Consistency Deep Equilibrium Models
Junchao Lin, Zenan Ling, Jingwen Xu, Robert C. Qiu
TL;DR
This paper tackles the latency of implicit Deep Equilibrium Models (DEQs) by introducing Consistency Deep Equilibrium Models (C-DEQ). By reframing the DEQ solving process as a fixed-point ODE (FP-ODE) trajectory, the authors distill a consistency mapping that directly maps intermediate solver states to the equilibrium, enabling few-step or even single-step inference while preserving teacher performance. The approach integrates an Anderson Acceleration (AA) informed parameterization and a dual-consistency distillation objective (global and local) plus a task regularizer to stabilize training and support multi-step refinement.
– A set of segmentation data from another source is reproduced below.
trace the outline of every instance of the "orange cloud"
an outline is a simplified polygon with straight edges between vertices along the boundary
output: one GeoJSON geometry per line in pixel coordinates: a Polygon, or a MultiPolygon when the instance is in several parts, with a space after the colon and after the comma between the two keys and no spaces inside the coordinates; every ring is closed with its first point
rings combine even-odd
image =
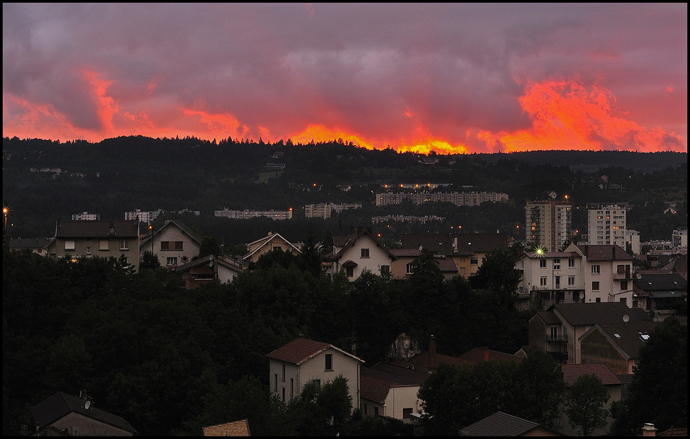
{"type": "Polygon", "coordinates": [[[506,152],[533,150],[619,149],[655,152],[682,144],[681,136],[648,128],[622,117],[610,90],[574,81],[529,86],[520,99],[532,126],[514,133],[482,131],[477,137],[506,152]]]}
Extensive experiments across language modeling, image classification, and graph node classification demonstrate 2-20× consistency gains over implicit DEQs under the same few-step budget, with competitive to state-of-the-art explicit baselines and reduced latency. The work offers a practical pathway to deploy fixed-point implicit models in real-time and resource-constrained settings, significantly narrowing the efficiency gap between implicit and explicit architectures.
Abstract
Deep Equilibrium Models (DEQs) have emerged as a powerful paradigm in deep learning, offering the ability to model infinite-depth networks with constant memory usage. However, DEQs incur significant inference latency due to the iterative nature of fixed-point solvers. In this work, we introduce the Consistency Deep Equilibrium Model (C-DEQ), a novel framework that leverages consistency distillation to accelerate DEQ inference. We cast the DEQ iterative inference process as evolution along a fixed ODE trajectory toward the equilibrium. Along this trajectory, we train C-DEQs to consistently map intermediate states directly to the fixed point, enabling few-step inference while preserving the performance of the teacher DEQ. At the same time, it facilitates multi-step evaluation to flexibly trade computation for performance gains. Extensive experiments across various domain tasks demonstrate that C-DEQs achieves consistent 2-20$\times$ accuracy improvements over implicit DEQs under the same few-step inference budget.